Sustaining the energy-efficient computational throughput of wide DLP hardware requires commensurate data delivery capabilities, directly driving physical innovations in memory design.
Banked Memory and High Bandwidth Memory
- Substantial memory bandwidth is a strict prerequisite for vector architectures to process diverse and complex memory access patterns.
- Required access support includes unit stride, nonunit stride, and gather-scatter memory operations.
- Maximum memory performance is achieved through the use of stacked DRAM technologies rather than conventional cache-based architectures.
- These memory standards are classified as High Bandwidth Memory (HBM), encompassing iterations such as HBM, HBM2, HBM3, and HBM4.
- Vertically stacked memory chips are integrated directly into the system packaging to supply extreme bandwidth.

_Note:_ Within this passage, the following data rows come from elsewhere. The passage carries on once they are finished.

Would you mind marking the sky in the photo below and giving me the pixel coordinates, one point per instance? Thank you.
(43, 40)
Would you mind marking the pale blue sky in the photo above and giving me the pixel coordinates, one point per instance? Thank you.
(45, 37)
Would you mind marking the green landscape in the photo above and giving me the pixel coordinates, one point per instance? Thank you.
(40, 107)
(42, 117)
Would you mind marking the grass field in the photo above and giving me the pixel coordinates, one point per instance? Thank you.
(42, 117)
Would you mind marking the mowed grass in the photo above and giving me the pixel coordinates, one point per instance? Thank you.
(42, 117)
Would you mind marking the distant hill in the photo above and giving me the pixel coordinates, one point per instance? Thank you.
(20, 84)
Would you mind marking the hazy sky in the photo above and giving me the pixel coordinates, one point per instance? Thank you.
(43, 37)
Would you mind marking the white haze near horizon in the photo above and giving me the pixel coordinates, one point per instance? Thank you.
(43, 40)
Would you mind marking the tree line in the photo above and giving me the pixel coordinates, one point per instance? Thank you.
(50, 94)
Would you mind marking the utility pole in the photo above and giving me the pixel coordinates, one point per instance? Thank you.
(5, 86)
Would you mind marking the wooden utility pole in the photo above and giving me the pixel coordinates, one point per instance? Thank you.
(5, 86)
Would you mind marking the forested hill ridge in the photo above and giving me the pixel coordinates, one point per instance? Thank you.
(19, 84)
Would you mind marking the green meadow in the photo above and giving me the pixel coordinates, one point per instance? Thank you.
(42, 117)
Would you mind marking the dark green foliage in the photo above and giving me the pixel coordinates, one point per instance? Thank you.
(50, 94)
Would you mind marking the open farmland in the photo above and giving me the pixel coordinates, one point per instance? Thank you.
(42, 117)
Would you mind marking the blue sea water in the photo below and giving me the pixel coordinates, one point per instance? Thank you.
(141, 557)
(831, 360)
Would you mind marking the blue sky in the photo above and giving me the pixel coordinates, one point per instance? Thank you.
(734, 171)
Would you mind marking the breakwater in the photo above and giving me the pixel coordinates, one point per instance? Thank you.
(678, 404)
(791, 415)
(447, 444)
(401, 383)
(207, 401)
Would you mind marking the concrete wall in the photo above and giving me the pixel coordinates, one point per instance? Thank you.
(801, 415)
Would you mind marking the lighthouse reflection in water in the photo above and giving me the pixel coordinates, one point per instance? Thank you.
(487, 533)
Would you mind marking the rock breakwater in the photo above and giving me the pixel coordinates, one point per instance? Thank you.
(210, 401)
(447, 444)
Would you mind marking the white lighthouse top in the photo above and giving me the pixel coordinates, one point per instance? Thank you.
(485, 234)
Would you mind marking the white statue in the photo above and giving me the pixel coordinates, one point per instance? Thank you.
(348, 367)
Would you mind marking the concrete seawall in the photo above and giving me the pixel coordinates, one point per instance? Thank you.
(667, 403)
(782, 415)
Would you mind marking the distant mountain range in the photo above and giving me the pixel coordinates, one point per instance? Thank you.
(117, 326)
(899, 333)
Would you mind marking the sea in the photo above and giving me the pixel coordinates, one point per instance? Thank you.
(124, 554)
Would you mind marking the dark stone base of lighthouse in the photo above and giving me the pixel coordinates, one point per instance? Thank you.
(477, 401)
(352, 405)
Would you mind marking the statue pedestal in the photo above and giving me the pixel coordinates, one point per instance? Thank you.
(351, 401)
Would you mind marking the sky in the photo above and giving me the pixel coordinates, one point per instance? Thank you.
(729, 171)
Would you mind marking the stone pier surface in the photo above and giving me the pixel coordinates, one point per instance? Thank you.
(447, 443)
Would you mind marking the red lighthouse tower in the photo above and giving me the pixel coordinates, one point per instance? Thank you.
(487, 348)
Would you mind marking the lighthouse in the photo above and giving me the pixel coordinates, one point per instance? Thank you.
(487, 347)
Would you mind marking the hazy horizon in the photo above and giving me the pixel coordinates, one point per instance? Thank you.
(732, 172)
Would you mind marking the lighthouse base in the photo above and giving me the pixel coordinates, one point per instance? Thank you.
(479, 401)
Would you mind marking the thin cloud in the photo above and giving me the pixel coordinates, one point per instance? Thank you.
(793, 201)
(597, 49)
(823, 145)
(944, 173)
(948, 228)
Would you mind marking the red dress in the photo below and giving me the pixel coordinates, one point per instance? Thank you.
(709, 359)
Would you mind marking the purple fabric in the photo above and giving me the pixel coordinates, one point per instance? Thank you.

- HBM is the dominant memory architecture for top-end enterprise hardware, including discrete GPUs from AMD and NVIDIA, as well as the Intel Xeon Phi.
While stacked memory provides the raw bandwidth necessary for non-sequential data loads, these scattered and strided access patterns introduce severe bottlenecks in the hardware address translation layer.
Strided Accesses and TLB Misses
- Strided memory accesses create disruptive performance interactions with the Translation Lookaside Buffer (TLB) during virtual memory resolution.
- This translation bottleneck affects traditional vector architectures as well as modern GPUs, which natively utilize TLBs for memory mapping operations.
- Specific alignments of TLB microarchitecture and target array sizes can induce worst-case translation thrashing.
- In the most severe cases, the system will suffer exactly one TLB miss for every single element accessed within the target array.
- Non-sequential strided accesses generate similar collision patterns within standard hardware caches, though the resulting performance degradation is generally less severe than the latency penalty incurred by continuous TLB misses.